Story Sent in by Ian:
Amanda and I met online and after exchanging several messages, I asked her if she wanted to meet in person. She ignored that question and went on to address everything else in my message except for that.
Perhaps she hadn't seen it. I replied to her subsequent message and again asked her, in the context of other information, if she wanted to meet in person. Again, she ignored the query in her reply. Finally, I wrote her a message with the single phrase, "Would you like to meet up, sometime?"
She wrote back: "Fine."
I wrote her again, to hash out the particulars. She seemed unenthusiastic about the entire thing, but I figured that if she didn't want to meet up, then she wouldn't be going along with the idea. Besides, why be on a dating site if you're not going to actually go out with people?
The night of the date, I went out to the restaurant where we had arranged to meet, and I was surprised to find her there with another girl. They had been sitting next to each other in a booth when I arrived.
The girl introduced herself, "I'm Colleen. Amanda's friend."
"Hi Colleen," I said, "Nice to meet you. What are you doing here?"
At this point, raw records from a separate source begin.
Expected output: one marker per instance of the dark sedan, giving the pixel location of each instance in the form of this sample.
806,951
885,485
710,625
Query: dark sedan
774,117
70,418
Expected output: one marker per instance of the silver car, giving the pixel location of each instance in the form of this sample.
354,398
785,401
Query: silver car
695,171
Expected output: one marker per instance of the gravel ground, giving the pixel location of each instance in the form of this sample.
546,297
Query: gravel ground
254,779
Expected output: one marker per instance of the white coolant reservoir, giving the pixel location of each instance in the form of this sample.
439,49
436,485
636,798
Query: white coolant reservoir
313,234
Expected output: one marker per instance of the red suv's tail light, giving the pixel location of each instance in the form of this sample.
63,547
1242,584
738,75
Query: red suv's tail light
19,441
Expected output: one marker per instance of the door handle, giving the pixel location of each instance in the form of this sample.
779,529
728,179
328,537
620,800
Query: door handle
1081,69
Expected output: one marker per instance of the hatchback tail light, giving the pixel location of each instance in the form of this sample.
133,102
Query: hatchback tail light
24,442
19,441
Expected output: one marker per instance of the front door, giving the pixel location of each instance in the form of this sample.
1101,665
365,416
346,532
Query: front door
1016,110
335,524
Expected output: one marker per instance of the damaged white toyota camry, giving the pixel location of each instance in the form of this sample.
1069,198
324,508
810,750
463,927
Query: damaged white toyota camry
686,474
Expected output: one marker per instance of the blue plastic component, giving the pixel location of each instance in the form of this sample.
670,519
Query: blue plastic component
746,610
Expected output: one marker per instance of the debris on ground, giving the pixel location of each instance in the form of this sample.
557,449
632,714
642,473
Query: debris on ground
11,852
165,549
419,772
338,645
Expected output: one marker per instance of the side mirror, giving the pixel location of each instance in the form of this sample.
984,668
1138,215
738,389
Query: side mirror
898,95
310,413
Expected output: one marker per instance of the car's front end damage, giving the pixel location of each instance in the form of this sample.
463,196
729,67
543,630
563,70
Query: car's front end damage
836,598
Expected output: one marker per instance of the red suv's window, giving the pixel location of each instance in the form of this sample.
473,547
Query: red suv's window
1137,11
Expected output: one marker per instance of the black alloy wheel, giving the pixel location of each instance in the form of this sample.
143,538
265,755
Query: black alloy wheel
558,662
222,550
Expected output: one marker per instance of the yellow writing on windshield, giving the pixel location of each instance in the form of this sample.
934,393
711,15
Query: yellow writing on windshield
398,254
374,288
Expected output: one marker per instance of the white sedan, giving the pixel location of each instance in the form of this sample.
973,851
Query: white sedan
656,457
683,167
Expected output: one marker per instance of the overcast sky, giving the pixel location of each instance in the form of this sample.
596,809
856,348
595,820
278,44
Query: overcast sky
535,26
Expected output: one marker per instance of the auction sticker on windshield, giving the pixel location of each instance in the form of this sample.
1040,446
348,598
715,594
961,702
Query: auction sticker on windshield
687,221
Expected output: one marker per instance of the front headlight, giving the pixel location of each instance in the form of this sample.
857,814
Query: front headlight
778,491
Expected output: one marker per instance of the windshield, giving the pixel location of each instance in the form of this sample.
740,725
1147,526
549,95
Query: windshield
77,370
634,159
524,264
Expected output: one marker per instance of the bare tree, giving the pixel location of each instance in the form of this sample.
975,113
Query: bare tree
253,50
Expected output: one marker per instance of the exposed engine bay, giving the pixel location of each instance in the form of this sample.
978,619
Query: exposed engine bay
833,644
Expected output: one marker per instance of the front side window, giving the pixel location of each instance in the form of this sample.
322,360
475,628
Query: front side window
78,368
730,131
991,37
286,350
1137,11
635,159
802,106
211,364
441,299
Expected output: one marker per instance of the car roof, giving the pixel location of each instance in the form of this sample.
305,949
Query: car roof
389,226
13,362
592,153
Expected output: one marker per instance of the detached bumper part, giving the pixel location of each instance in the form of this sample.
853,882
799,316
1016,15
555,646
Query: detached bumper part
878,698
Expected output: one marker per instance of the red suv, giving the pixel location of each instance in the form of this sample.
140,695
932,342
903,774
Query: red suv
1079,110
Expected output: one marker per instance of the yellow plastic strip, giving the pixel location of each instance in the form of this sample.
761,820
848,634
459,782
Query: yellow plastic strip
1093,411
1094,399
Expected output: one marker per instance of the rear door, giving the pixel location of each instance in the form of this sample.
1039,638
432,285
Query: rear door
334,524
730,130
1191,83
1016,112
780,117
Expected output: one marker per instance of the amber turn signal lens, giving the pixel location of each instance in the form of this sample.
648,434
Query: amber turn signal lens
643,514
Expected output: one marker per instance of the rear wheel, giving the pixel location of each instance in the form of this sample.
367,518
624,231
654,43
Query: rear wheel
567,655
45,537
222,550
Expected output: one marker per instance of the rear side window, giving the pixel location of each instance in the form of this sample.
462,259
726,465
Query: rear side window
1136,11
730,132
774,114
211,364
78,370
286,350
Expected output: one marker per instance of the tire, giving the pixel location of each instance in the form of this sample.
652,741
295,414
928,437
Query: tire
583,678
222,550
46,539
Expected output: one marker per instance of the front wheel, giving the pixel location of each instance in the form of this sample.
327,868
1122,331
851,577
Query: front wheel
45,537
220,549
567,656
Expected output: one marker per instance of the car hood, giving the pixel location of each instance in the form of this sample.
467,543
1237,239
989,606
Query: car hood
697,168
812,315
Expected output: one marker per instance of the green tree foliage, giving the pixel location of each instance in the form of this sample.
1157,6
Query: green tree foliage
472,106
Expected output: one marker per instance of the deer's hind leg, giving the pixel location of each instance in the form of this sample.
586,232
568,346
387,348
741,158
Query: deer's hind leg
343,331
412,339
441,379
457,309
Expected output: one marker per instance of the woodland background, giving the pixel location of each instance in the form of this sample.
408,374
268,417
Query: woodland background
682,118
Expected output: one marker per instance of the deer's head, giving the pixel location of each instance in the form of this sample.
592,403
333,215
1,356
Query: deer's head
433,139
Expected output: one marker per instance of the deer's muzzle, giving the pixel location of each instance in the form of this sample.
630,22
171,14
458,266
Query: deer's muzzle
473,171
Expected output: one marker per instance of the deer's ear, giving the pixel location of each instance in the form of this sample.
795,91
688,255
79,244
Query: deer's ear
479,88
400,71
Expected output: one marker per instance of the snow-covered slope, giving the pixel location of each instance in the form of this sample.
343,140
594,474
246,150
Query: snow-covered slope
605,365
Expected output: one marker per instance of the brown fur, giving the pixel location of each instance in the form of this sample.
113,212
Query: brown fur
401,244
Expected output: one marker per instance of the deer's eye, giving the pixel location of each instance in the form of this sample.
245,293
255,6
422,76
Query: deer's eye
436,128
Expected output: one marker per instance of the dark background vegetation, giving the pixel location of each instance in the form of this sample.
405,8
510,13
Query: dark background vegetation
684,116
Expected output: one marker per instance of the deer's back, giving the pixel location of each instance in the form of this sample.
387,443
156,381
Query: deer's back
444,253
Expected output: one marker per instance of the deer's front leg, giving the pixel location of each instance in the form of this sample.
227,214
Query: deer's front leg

She took Amanda's hand and said, "I'm just moral support. Have a seat!"
I turned my attention to Amanda, who had thus far not said anything. "Is Colleen going to be with us the whole time?"
Colleen asked me, "Is that a problem? I'm not going to interfere with anything. Amanda just asked me to come along."
Amanda whispered, "Please, Ian. Just for a little bit. I'm just really nervous. It's my first time meeting someone from online."
Ah. Now it made more sense. It was still strange, but I was able to understand her intentions better. I sat down, we ordered drinks, and I started the conversation… and for the most part, kept it going.
Colleen kept a tight hold on Amanda's hand, and also had a habit of laughing after everything I said, regardless of humor content. I'd say, "…and that's how I got my first graphic design gig," and Colleen would make this donkey laugh, like, "Heeeeeee…" followed by a short snort. I laughed at it, myself the first few times that I heard it.
Not long after we ordered dinner, Amanda, who had barely said a word, whispered into Colleen's ear, and Colleen turned to me and said, "Excuse us." The two left the table and headed for the bathroom.
Amanda came back alone, but she had something clenched tightly in her fist. It looked like a rag, or
"A washcloth," she said, noting my gaze, "I'm trying to do it without Colleen."
"Do what?"
"Stay here. At dinner. I needed her for support, but now I can pretend she's here with this washcloth. Don't get too excited. She's watching, and she has 911 on speed dial in case you try anything."
The best response I could think of was, "Separate checks?"
"If that's how it's done," she replied.
After dinner, I looked forward to going home, so we left the restaurant (no sign of Colleen) and we walked outside together. I said, "Nice meeting you," to Amanda.
Amanda, still with the washcloth clutched in her hand, nodded, then said, "Wait with me, for just a minute? Colleen's getting the car."
"Okay."
We stood in silence for two awkward minutes. Colleen pulled up to the curb in a car with the windows rolled down. She yelled to Amanda, "Are you okay? I've got 911 on speed dial!"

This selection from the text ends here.